Installing Dependencies

Now we’re ready to build the app. Add the following dependencies to your composer.json file:

{
  "require": {
     "damel/flight-skeleton": "dev-master",
     "predictionio/predictionio": "~0.6.0",
     "guzzlehttp/guzzle": "4.*"
  }
}

We will be using the Flight Skeleton which is a nice starting point for Flight PHP projects, as it provides an MVC structure to Flight. Flight Skeleton has the Flight PHP framework as its dependency so we don’t have to specify it in our composer.json file.

Another thing we need to install is the Prediction IO PHP SDK. This allows us to talk to the Prediction IO server with ease.

The last thing that we need to install is Guzzle. This allows us to perform HTTP requests with ease, as we will be talking to an API to get some movie data. For more information on Guzzle, see our previous posts here.

Once you’ve added the dependencies to the composer.json file, open up your terminal and execute composer install to install them.

Once all the dependencies are installed, add an autoload directive to your composer.json file. Then declare a class map inside of it. This contains an array of directories that you want composer to autoload. In this case we only want to autoload the controllers directory so that all of our controllers will get loaded automatically:

"autoload": {
  "classmap": [
    "controllers"
  ]
}

After that, execute the following command on your terminal and let composer do the autoloading work for you:

composer dump-autoload

Next, create an .htaccess file in the root of the project directory and add the following:

RewriteEngine On
RewriteCond %{REQUEST_FILENAME} !-f
RewriteCond %{REQUEST_FILENAME} !-d
RewriteRule ^(.*)$ index.php [QSA,L]

This rewrites the URL for us so we don’t have to put in index.php every time we need to access a specific route. If you’re using Nginx, see here.

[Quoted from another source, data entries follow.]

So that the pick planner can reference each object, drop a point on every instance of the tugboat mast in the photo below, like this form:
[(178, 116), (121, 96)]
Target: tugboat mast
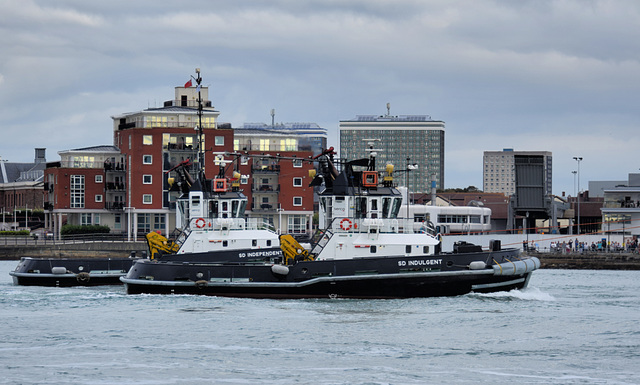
[(198, 80)]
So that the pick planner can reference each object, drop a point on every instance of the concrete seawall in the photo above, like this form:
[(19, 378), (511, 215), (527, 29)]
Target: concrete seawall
[(595, 261), (73, 250)]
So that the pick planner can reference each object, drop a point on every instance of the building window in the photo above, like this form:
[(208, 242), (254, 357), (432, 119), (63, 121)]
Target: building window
[(297, 224), (158, 222), (77, 191), (144, 223), (85, 219)]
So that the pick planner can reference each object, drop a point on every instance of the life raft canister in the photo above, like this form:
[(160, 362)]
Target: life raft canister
[(200, 222), (345, 224)]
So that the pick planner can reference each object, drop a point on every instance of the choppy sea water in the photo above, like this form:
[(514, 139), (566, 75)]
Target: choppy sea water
[(568, 327)]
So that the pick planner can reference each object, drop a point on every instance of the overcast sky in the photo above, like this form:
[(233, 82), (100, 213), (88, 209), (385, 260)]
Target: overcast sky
[(559, 76)]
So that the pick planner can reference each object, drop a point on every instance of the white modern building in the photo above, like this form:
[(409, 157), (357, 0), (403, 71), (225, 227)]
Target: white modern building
[(499, 170)]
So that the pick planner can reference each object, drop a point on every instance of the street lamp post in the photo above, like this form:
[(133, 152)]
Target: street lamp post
[(574, 172), (578, 159), (280, 210)]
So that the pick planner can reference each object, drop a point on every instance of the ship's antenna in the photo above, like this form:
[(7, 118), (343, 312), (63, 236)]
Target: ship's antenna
[(372, 152), (198, 80)]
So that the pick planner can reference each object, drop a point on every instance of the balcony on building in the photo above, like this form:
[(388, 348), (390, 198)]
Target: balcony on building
[(114, 167), (266, 169), (265, 188), (114, 206)]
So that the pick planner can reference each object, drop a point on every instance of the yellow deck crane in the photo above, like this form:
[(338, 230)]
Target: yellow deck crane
[(293, 251)]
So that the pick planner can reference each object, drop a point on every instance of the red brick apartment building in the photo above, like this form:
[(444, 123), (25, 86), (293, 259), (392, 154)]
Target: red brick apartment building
[(125, 185)]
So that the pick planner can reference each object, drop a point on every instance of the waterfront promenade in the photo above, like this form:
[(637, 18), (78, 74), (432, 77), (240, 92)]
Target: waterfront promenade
[(118, 249)]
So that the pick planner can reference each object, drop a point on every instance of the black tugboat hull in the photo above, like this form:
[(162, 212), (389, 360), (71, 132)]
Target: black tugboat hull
[(63, 272), (390, 277)]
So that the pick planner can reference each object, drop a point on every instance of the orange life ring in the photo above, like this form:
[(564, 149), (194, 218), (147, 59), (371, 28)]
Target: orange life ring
[(348, 224)]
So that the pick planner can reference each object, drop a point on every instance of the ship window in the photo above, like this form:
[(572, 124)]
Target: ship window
[(386, 203), (213, 209), (361, 207), (234, 209), (397, 202)]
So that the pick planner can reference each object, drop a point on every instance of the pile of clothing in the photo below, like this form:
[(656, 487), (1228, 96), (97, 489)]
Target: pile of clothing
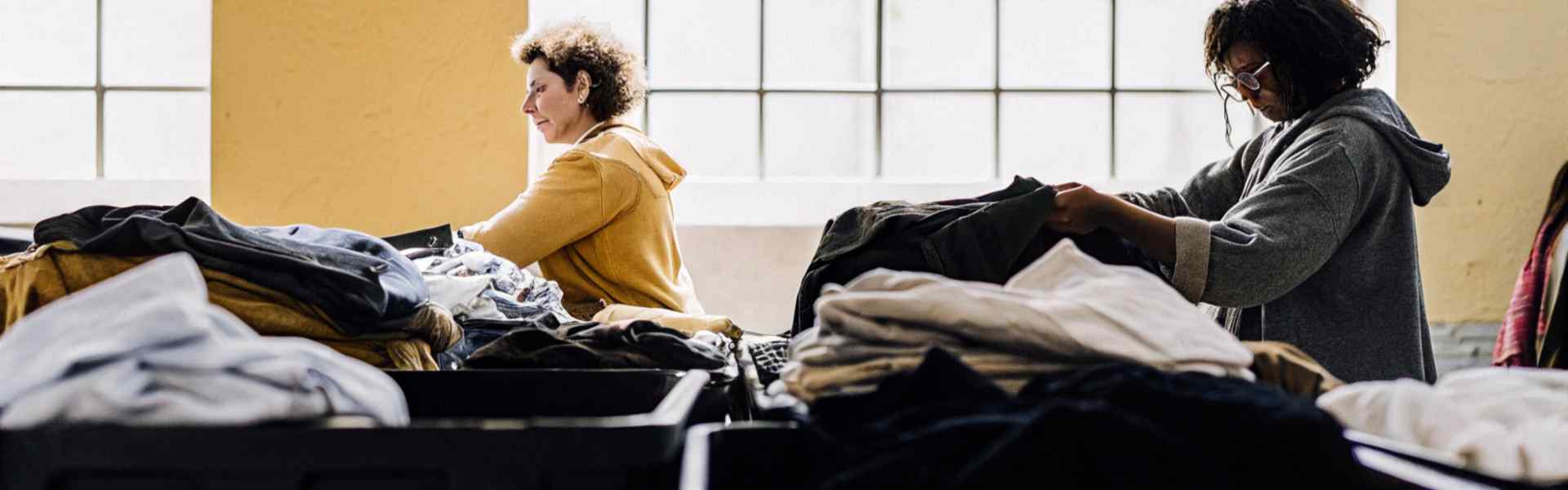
[(983, 239), (341, 287), (1506, 423), (1065, 310), (606, 346), (146, 347), (1099, 426), (511, 318), (477, 285)]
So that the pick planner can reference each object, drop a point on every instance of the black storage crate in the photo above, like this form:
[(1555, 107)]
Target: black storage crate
[(777, 456), (482, 429)]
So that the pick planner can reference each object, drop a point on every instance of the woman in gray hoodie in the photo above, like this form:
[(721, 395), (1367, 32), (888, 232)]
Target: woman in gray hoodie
[(1305, 234)]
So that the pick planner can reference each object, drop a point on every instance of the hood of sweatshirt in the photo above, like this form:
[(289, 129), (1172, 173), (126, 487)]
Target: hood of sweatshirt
[(1426, 163)]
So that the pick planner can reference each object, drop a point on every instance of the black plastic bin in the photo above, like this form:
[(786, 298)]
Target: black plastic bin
[(777, 456), (1421, 467), (535, 429)]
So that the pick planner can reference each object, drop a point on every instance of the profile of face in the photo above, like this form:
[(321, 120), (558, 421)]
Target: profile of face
[(554, 105), (1245, 57)]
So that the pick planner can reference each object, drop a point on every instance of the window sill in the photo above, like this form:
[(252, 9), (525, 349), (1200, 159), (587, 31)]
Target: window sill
[(806, 203)]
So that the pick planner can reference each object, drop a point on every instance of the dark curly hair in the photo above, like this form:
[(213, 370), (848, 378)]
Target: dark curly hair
[(577, 46), (1316, 47)]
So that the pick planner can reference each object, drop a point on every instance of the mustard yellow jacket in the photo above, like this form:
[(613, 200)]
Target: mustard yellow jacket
[(599, 222)]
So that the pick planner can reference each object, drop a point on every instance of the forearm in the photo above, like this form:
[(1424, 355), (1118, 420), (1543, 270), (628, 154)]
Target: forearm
[(1153, 233)]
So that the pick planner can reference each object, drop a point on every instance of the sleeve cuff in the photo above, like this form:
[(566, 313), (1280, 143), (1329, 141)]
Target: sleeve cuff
[(1192, 258)]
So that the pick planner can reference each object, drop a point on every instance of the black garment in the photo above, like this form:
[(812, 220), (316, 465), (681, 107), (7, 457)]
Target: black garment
[(598, 346), (429, 238), (10, 245), (1102, 426), (358, 280), (983, 239)]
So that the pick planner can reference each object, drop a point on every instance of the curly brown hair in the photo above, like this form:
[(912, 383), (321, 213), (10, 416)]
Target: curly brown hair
[(577, 46), (1316, 47)]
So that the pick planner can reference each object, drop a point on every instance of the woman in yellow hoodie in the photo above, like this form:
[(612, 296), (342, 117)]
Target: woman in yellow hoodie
[(599, 220)]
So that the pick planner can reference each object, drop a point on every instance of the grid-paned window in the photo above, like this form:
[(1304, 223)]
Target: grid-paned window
[(102, 102), (918, 98)]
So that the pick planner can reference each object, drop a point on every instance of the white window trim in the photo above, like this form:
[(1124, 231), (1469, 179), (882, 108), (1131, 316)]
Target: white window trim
[(750, 202), (30, 202)]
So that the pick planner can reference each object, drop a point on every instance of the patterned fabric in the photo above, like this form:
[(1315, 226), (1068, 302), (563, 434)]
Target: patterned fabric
[(770, 354), (1525, 323)]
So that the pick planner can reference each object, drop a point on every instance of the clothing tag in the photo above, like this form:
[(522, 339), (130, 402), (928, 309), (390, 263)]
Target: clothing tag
[(429, 238)]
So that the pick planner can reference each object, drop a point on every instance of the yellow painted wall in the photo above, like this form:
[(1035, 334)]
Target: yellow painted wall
[(366, 114), (1490, 81)]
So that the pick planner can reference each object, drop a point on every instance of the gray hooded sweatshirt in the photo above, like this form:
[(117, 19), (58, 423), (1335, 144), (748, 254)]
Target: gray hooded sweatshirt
[(1307, 234)]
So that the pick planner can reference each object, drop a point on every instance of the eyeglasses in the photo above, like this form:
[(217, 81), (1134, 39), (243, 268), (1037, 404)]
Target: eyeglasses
[(1227, 83)]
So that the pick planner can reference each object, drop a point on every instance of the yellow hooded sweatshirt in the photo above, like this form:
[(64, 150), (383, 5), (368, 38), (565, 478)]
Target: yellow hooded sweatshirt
[(599, 222)]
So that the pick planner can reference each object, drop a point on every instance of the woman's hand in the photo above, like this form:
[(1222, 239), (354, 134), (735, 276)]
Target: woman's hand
[(1079, 209)]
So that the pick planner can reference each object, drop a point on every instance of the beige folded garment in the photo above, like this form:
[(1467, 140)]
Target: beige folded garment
[(813, 382), (684, 323)]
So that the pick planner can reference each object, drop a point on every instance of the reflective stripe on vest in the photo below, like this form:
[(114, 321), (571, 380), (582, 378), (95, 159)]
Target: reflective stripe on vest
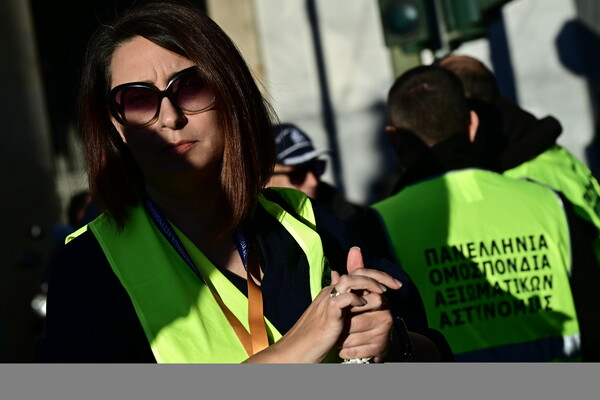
[(561, 170), (180, 317), (487, 281)]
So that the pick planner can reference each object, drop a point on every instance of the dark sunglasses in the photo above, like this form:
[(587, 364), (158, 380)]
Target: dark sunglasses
[(137, 104), (298, 175)]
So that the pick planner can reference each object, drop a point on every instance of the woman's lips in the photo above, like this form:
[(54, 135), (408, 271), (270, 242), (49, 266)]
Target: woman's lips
[(180, 147)]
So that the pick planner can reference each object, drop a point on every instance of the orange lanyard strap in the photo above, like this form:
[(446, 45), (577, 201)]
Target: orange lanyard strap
[(258, 331), (255, 340)]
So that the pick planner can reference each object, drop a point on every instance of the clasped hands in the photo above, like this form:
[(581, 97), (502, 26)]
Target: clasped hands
[(367, 321), (358, 321)]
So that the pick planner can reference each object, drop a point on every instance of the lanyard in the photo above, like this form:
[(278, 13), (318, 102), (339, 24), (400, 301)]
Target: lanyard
[(257, 339)]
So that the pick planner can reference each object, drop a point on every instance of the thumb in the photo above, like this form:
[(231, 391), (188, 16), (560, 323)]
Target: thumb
[(355, 260), (335, 277)]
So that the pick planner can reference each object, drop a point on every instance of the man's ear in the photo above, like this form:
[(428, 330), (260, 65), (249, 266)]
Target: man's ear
[(473, 125), (393, 137)]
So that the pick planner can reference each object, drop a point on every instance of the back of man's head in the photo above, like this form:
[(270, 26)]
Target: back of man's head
[(429, 102), (478, 81)]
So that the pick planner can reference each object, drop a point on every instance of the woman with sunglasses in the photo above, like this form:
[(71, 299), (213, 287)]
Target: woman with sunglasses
[(192, 260)]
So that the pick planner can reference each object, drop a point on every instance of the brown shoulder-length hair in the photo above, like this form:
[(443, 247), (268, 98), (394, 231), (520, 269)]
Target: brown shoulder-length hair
[(245, 117)]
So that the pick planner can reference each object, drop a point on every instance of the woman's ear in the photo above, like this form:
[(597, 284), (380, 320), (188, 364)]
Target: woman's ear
[(118, 128), (473, 125)]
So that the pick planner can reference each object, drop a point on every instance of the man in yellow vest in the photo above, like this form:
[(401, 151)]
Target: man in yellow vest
[(514, 142), (492, 256)]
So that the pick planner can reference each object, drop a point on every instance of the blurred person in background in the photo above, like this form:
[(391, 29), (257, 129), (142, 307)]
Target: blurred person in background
[(300, 166), (193, 260), (493, 257)]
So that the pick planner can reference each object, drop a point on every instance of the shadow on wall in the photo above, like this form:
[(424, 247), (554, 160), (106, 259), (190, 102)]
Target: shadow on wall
[(578, 51)]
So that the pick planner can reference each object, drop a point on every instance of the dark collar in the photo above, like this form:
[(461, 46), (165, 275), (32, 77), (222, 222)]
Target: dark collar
[(451, 154)]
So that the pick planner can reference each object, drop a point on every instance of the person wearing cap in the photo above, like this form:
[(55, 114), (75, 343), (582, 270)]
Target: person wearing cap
[(299, 165)]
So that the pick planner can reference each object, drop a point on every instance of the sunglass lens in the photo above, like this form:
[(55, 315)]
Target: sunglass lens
[(136, 105), (190, 93), (319, 168)]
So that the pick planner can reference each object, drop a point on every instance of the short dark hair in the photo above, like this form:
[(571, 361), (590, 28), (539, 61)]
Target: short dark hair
[(429, 102), (244, 115), (478, 80)]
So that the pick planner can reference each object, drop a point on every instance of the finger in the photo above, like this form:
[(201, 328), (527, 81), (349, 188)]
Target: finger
[(355, 260), (356, 265), (380, 276), (335, 277), (348, 283), (374, 302)]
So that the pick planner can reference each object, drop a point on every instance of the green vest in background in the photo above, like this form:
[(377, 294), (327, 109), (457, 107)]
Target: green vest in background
[(561, 170), (180, 317), (491, 258)]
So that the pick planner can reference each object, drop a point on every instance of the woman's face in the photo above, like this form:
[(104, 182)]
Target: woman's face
[(177, 148)]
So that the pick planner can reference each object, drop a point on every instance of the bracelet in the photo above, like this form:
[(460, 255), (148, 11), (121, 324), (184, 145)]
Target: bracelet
[(357, 360)]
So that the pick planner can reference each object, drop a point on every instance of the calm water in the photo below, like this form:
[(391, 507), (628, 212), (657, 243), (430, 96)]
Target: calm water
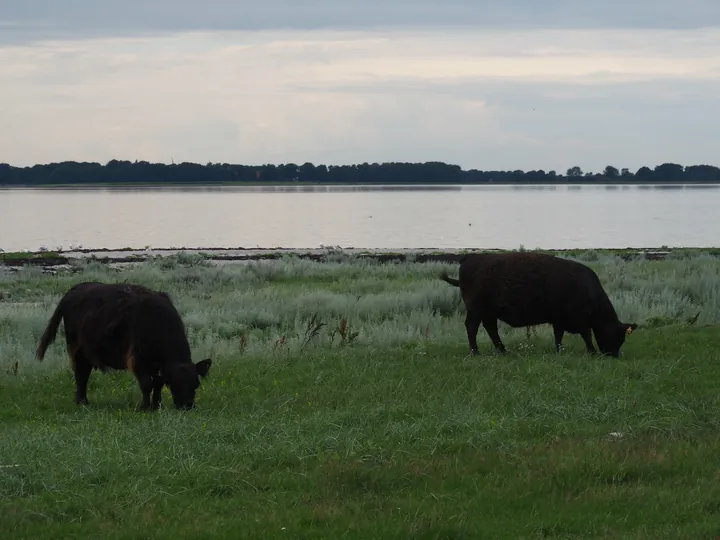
[(362, 217)]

Once that’s done, we can begin coding the app. The first thing that you need to do is create an index.php file inside the root of the project directory. This will serve as the main file of the app. This is where we will map the methods we need to use throughout the app, the routes, and overall initialization of the app.

Conclusion

In this part of the series, we’ve learned about the basics of Prediction IO, how we can set it up and its dependencies. We have also taken a look at how to tweak some of its settings for it to produce more relevant recommendations. Stay tuned for the next part where we will actually start building the movie recommendation app.

  • http://www.tinorueb.de Tino Rüb

    First ty for this nice intro. Just note: The Homestead Improved link is broken. A faster way to setup prediction.io with vagrant you can find here: http://docs.prediction.io/current/installation/install-predictionio-with-virtualbox-vagrant.html

    • http://www.bitfalls.com/ Bruno Skvorc

      Thank you, link fixed, sorry about that!

  • Julien iZi-WEB

    Do you guys know how to deal with the new 0.8 version? the vagrant setup page is not available anymore :-(

  • kenji

    FYI, the code presented here is for the version 0.7 of prediction.io not the current version 0.8.

    The version 0.7 is still available at below:

    http://docs.prediction.io/0.7.0/

    The current version (0.8) doesn’t even have the visual admin screen and all are for the command line execution. It uses spark and elastic search which I have yet understood.

  • Zam

    Do you guys know how to deal with docker-Prediction.io with dropWizard

  • TomTom101

    Very nice tutorial! Can you possibly hint towards which “MongoDB class” you are referring to in part 2? It’s apparently not the PECL implementation and neither the Doctrine SDK. It is missing in the GitHub repo you linked to. Thanks a bunch!